Bond Traders Unnerved as Laborers Scoff at $159 Pay RaiseSebastian Boyd
Gaston Munoz, a 42-year-old building contractor in Santiago, has only been able to hire four of the 14 additional laborers he needs for an office renovation.
That’s even after boosting the amount he offered to pay each worker by 100,000 pesos ($159) a month, or a 22 percent increase. Now, he has to decide whether to raise wages again, and wipe out his share of the profit on the $6 million project, or risk a lawsuit for missing the deadline in his contract.
“I have to offer all the money I have and even then we come out behind,” he said by telephone. “I need 14 people and have been trying to recruit for two weeks. If people don’t arrive, I am going to have to keep increasing pay. Clearly I’m going through a crisis.”
Munoz isn’t alone in his predicament. Wages in Chile are rising by the most in almost five years, helping keep inflation above the central bank’s target and curtailing policy makers’ ability to cut interest rates to revive a sluggish economy.
It also has bond traders bracing for faster consumer price increases. Their 10-year cost-of-living expectations have now jumped 0.42 percentage point from an 18-month low Jan. 20 to 3.11 percent, closest to the highest since April 2012, data compiled by Bloomberg show.

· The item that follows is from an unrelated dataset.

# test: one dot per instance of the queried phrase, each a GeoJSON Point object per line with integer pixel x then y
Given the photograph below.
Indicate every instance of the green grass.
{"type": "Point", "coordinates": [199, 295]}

“The strength of the labor market is getting into inflation,” David Rees, an economist at Capital Economics Ltd. said by telephone from London. “We had been expecting a couple more rate cuts, but we took them out. The lack of rate cuts means the rebound won’t be as strong as it would have been.”
Central bank President Rodrigo Vergara has kept Chile’s benchmark borrowing costs unchanged at 3 percent for four straight months to combat price increases.

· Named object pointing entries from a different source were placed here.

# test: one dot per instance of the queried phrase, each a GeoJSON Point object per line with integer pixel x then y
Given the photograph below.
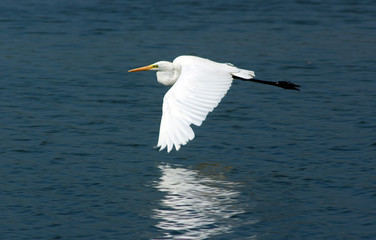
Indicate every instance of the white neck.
{"type": "Point", "coordinates": [168, 73]}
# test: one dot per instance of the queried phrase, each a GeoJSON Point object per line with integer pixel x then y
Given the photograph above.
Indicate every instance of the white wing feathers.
{"type": "Point", "coordinates": [201, 86]}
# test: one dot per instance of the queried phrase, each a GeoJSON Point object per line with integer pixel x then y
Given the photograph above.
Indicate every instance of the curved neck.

“Unemployment has had a curious evolution,” President Michelle Bachelet said Tuesday in an interview at her office in Santiago. She said increased public investment would help job creation this year, and highlighted government plans to train 300,000 women and 150,000 young people.
While annual inflation slowed to 4.4 percent in February, it’s still above the bank’s goal, which is 3 percent, plus or minus one percentage point. Core consumer prices are rising at the fastest pace since 2009.
“The impact of salaries on inflation will require careful monitoring in coming months,” a central bank board member said in the minutes of the bank’s last meeting on Feb. 12.
The bank ruled out rate cuts because inflation is too high while one policy maker even suggested an increase in borrowing costs may be needed in the future.
Wages rose 7.1 percent in January from a year earlier, approaching the fastest since 2009. The unemployment rate is now 6.2 percent, with fewer people out of a job in Chile today than during the boom years of 2010 and 2011.
All this job creation is taking place in the wake of a slowdown that pushed economic growth in the world’s biggest copper exporter to 1.7 percent last year, the weakest since 2009, according to the central bank’s estimate.
Jorge Selaive, the chief economist at Banco Bilbao Vizcaya Argentaria Chile, says the job losses fueled by a weak economy are being largely offset by a hiring pickup in government workers.
Teaching, health, social services and the public sector accounted for all of the 88,000 increase in employment in the 12 months through January. The increased hiring comes as President Michelle Bachelet has been boosting spending as part of her effort to stoke growth in the Andean nation.
“Job destruction on the margin is being offset by job creation in agriculture and also by the increase in public-sector employment,” Selaive said by telephone. “That’s why job destruction has been so slow, but there are signs of it appearing in the last quarter.”
He predicts the unemployment rate will rise above 7 percent as soon as July. That will help inflation slow to 2 percent by the third quarter, allowing the central bank to start cutting rates, Selaive said.
The relief can’t come fast enough for Munoz.
He’s already given up two-thirds of the potential profit on the office-renovation contract by increasing the monthly pay to 550,000 pesos ($875) from the average of 450,000 peso he’s budgeted.
“It’s very hard to find qualified labor and at the right price,” Munoz said. “Only when there’s a lack of employment do people agree to accept less money.”